I sniffed and peered around to see if any of the passersby bore the taint of magic manipulation. Nothing. Whoever spied upon the crowds today had not used magic. One more piece of a giant puzzle of odd bits of information I stored for Ada Byron King, Countess Lovelace. Yes, the dark-haired and frightened little girl I had nurtured through adolescence and taught to appreciate the joys of life as much as the beauty and magic of numbers had grown up and married a wealthy man who adored her. She had helped me purchase the café and left her name off the deed so that our inquiries could not be traced back to her ever-so-proper husband and his titles: the gift of Victoria.

I'd heard rumors that Victoria would return a semblance of propriety to English society after the . . . delicious . . . scandals of her royal uncles. At least her mother hoped so.

I hoped not. Life would be ever so dull without new scandals every other day.

A “lady” jabbed my knees with her parasol as she passed. “Thank you for reminding me that if I linger gawking I'll be late to my own salon,” I whispered just loud enough to make sure she heard me.

The bells inside my door tinkled invitingly as I strode inside with long, mannish strides. I know I should affect a more feminine walk. But why waste the freedom of trousers and boots?

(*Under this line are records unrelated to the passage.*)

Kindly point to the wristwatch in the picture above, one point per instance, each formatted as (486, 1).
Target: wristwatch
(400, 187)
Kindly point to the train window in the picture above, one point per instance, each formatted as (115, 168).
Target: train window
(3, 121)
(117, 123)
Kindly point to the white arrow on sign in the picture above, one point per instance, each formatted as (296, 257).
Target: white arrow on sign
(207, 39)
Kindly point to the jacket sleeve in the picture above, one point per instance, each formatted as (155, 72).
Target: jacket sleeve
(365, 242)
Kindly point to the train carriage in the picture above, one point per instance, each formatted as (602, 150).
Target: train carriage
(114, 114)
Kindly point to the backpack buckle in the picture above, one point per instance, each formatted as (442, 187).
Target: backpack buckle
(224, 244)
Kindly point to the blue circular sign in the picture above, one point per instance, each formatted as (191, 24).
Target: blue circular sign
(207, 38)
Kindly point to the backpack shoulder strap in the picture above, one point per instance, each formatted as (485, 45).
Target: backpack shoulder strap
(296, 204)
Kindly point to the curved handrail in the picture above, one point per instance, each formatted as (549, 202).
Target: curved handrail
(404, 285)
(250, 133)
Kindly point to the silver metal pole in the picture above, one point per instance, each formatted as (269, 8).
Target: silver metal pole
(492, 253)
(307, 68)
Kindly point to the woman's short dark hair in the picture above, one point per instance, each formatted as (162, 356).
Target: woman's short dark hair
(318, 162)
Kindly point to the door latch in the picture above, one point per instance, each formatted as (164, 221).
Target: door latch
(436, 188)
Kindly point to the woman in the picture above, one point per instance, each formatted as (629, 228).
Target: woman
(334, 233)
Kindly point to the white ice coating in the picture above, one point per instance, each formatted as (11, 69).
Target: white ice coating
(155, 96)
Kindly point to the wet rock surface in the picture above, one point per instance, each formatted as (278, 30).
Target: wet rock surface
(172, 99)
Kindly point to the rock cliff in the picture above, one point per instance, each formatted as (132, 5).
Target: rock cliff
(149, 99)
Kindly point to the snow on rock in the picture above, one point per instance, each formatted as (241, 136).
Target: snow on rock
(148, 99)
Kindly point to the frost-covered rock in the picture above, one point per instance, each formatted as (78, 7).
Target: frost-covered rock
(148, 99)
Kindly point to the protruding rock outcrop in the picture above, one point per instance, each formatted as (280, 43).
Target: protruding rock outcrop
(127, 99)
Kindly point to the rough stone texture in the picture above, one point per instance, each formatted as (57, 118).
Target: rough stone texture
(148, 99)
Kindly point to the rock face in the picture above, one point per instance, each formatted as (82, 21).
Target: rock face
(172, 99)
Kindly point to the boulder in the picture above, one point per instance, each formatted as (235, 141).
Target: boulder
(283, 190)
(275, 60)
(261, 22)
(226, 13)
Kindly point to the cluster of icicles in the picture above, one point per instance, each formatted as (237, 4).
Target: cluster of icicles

That freedom was short-lived. I needed to bake sweet and savory delicacies for my guests as Violet, my assistant, would not return from her free morning with her mother until the afternoon. Then I would repair to my quarters upstairs to prepare myself so that I could greet my guests properly corseted, beribboned, and draped in fine silk. I wondered if anyone new would grace us with scintillating conversation or controversial issues to debate. Hmm . . . I needed to collect the latest newspapers from Hong Kong, New Delhi, Peking, and Tokyo, delivered weekly by dirigible express, so we'd have new information to dissect. Amazing what insights and patterns of unrest or transfer of raw goods to indicate a petty tyrant was building an army of automata I could uncover when I listened while others read aloud interesting tidbits from afar.

Those automata might also serve the purpose of housing the soul of a necromancer after the body had succumbed. I didn't know how or why, but Lord Byron's quest for the perfect body might involve an artificial one. The metal men were still crude devices. Scientists worked hard at making them more human looking.